Босталоева доверчиво поглядела на Вермо: ей нужно было поправить в теле это дальнее стадо и, кроме того, Трест предполагал увеличить стадо “Родительских Двориков” на две тысячи голов; но все пастбища, даже самые тощие, уже густо заселены коровами, а далее лежат умершие пространства пустыни, где трава вырастет только после воды. И те пастбища, которые уже освоены, также нуждаются в воде, – тогда бы корма утроились, скот не жаждал, и полумертвые ныне земли покрылись бы влажной жизнью растений. Если брикетирование навоза и пользование ветром для отопления даст триста тонн мяса и двадцать тысяч литров молока, то откуда получить еще семьсот тонн мяса для выполнения плана?
– Товарищ Босталоева, – сказал Вермо, – давайте покроем всю степь, всю Среднюю Азию озерами ювенильной воды! Мы освежим климат и на берегах новой воды разведем миллионы коров! Я сознаю все ясно!
– Давайте, Вермо, – ответила Босталоева. – Я любить буду вас.
Оба человека по-прежнему находились у колодца, и бык храпел возле них. К колодцу подошел пастух. Он был на хозрасчете. У него болело сердце от недостачи двух коров, и он пришел поглядеть – не чужие ли это люди, которые могут обменять коров или выдоить их, тогда как он и сам старался для лучшей удойности не пить молока.
Подумайте, какие розы
Евгения Долгинова
Был ли Андрей Платонов “только” советским человеком или еще и советским писателем? Для того, кому интересна эта тема, фрагмент из “Ювенильного моря” может оказаться ключевым аргументом, причем для противоположных ответов. Любовь единомышленников выглядит классическим производственным романом, диалогу нужна лишь пара фраз, чтобы перейти от обсуждения поцелуя в гущу волос к вопросу о стройматериалах и смете для совхозного училища. Так и видишь эту сцену в каком-нибудь фильме начала 1930-х, где диалоги звучат словно написанные обэриутами. Кинематографичность платоновского языка позволяет ему сближать самые разные планы, охватить в одном абзаце сразу несколько реальностей, в иной ситуации показавшихся бы несовместимыми, борющимися друг с другом.

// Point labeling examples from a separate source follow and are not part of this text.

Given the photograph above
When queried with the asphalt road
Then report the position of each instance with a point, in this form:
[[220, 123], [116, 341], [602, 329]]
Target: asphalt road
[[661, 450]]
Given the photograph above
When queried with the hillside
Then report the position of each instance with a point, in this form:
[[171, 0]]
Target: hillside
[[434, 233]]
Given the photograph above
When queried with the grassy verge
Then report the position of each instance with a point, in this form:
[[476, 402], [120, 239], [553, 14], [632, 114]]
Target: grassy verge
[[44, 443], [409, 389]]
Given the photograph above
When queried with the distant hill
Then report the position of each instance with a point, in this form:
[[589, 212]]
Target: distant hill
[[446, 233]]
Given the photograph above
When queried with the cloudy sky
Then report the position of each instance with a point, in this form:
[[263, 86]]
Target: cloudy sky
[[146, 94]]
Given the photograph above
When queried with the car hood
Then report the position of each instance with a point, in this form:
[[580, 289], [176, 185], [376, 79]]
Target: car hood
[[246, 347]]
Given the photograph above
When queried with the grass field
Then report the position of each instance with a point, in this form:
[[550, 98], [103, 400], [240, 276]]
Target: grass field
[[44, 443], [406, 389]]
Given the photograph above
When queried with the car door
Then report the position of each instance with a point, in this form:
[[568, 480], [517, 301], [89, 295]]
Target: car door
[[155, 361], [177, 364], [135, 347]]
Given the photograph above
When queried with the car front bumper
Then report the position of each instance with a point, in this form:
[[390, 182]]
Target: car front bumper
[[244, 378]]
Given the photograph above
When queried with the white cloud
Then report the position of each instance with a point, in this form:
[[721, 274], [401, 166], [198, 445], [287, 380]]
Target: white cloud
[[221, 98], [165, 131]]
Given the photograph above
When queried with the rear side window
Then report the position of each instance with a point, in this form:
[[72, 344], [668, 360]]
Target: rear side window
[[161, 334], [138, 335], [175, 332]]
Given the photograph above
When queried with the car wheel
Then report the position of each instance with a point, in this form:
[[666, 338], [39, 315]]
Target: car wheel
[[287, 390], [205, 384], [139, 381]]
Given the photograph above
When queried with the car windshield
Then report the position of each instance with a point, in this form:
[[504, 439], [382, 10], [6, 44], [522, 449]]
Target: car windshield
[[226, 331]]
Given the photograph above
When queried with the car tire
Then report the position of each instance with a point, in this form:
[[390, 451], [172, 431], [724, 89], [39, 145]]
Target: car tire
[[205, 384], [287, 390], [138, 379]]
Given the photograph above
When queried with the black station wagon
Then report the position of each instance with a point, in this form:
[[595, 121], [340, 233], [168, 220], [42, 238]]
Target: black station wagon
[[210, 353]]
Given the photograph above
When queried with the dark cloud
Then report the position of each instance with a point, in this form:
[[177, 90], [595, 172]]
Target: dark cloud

Любовь кажется здесь лишь приложением к чему-то иному, высшему и труднодостижимому, одной из многих возможностей достижения невидимой цели. Инженер-электрик Вермо влюбляется (если в данном случае можно употребить такой глагол) в ту, которая рядом, на месте секретаря гуртовой партячейки мог бы оказаться кто угодно: “Не умея жить без чувства и без мысли, ежеминутно волнуясь различными перспективами или томясь неопределенной страстью, Николай Вермо обратил внимание на Босталоеву и немедленно прыгнул на ее коня, оставив своего свободным”. Следующая фраза – сгусток платоновского стиля, квинтэссенция его миропонимания, не разделяющего физическое и метафизическое, лишающего время деления на прошлое и будущее: “Он обхватил сзади всю женщину и поцеловал ее в гущу волос, думая в тот же момент, что любовь – это изобретение, как и колесо, и человек, или некое первичное существо, долго обвыкался с любовью, пока не вошел в ее необходимость”. “Обхватить сзади всю женщину” может только платоновский герой (речь все же не о карлице), что напоминает о других описаниях (а) сексуального в прозе Платонова. В “Такыре” Атах-баба “ожесточился страстью”, но его молодая жена “уснула от утомления и равнодушия среди любви”. Эротизм в этих текстах, где, вслед за реальностью, техника фетишизируется, а тело подвергается уничижению, далек от привычного.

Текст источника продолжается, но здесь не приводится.